Monrovia – Seit mehr als zehn Jahren kann man in großen Teilen Afrikas auf eine positive Entwicklung verweisen. Das Wirtschaftswachstum steigt, die Armut geht zurück und die Demokratie setzt sich immer stärker durch. Allerdings ist dieser Fortschritt durch die globale Finanzkrise bedroht.  Investitionen, Exporte und Auslandshilfe sind genau jetzt rückläufig, wo man auf den bisherigen Erfolgen aufbauen könnte.  

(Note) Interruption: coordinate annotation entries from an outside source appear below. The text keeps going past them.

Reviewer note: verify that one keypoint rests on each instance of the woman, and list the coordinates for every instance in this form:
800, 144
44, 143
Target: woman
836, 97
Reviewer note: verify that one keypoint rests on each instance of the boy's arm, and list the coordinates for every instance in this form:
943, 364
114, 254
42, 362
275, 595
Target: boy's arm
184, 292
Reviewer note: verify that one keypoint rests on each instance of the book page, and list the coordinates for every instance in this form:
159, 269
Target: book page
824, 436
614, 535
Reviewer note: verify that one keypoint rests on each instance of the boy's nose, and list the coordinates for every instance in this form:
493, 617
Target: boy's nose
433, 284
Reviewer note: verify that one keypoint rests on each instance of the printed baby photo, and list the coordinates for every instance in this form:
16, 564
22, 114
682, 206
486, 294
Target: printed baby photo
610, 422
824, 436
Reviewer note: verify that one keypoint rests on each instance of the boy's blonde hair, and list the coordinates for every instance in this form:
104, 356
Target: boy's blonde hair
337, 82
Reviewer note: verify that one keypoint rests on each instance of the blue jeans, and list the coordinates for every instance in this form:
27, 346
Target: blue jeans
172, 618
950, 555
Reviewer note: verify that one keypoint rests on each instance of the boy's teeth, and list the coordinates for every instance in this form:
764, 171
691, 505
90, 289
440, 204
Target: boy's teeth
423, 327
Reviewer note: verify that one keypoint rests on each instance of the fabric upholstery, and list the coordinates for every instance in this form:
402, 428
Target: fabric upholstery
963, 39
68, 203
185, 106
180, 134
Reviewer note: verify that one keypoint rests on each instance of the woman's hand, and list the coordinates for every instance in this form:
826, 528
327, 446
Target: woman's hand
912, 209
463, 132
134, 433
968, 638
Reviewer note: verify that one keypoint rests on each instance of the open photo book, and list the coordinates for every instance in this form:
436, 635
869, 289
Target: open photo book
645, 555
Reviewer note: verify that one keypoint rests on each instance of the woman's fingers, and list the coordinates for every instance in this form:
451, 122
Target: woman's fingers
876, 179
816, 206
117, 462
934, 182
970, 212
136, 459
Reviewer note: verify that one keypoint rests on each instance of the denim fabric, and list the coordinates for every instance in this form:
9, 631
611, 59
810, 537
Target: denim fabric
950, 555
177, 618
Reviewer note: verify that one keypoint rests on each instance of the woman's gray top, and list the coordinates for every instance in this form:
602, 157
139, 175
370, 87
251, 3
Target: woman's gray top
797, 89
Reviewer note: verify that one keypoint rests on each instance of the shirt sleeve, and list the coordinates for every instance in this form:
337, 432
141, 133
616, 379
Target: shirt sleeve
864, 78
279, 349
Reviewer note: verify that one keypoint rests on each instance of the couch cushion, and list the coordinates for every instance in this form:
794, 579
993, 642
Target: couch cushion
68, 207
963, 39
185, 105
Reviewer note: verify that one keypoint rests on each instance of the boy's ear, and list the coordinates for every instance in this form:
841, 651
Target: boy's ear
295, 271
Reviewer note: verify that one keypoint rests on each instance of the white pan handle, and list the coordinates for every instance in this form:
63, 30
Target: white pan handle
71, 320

Während sich das internationale Augenmerk verständlicherweise auf die Vorgänge in Darfur, Somalia und Simbabwe konzentrierte, haben Länder wie Ghana, Tansania, Mozambique und Liberia es unauffällig geschafft, ihre Ökonomien auf Vordermann zu bringen. Die Wachstumsraten liegen in vielen Ländern beständig über 5 Prozent. Schlüsselfaktoren für diesen Fortschritt sind eine stärkere afrikanische Führerschaft und rechenschaftspflichtige Regierungsführung. Während es in den 1980er Jahren in Afrika lediglich drei Demokratien gab, sind es heute 20.  In diesen Ländern werden demokratische Wahlen abgehalten, die Menschenrechtssituation hat sich verbessert und die Medien sind freier. Diese Bemühungen werden von zunehmend wirksamer Entwicklungshilfe unterstützt.

Man denke an mein Land Liberia. Nach 14 Jahren eines verheerenden Bürgerkriegs standen wir vor enormen Herausforderungen. Unsere demokratisch gewählte Regierung arbeitet mit internationalen Partnern und einer steigenden Zahl privater Investoren zusammen, um die Kehrtwende zu schaffen.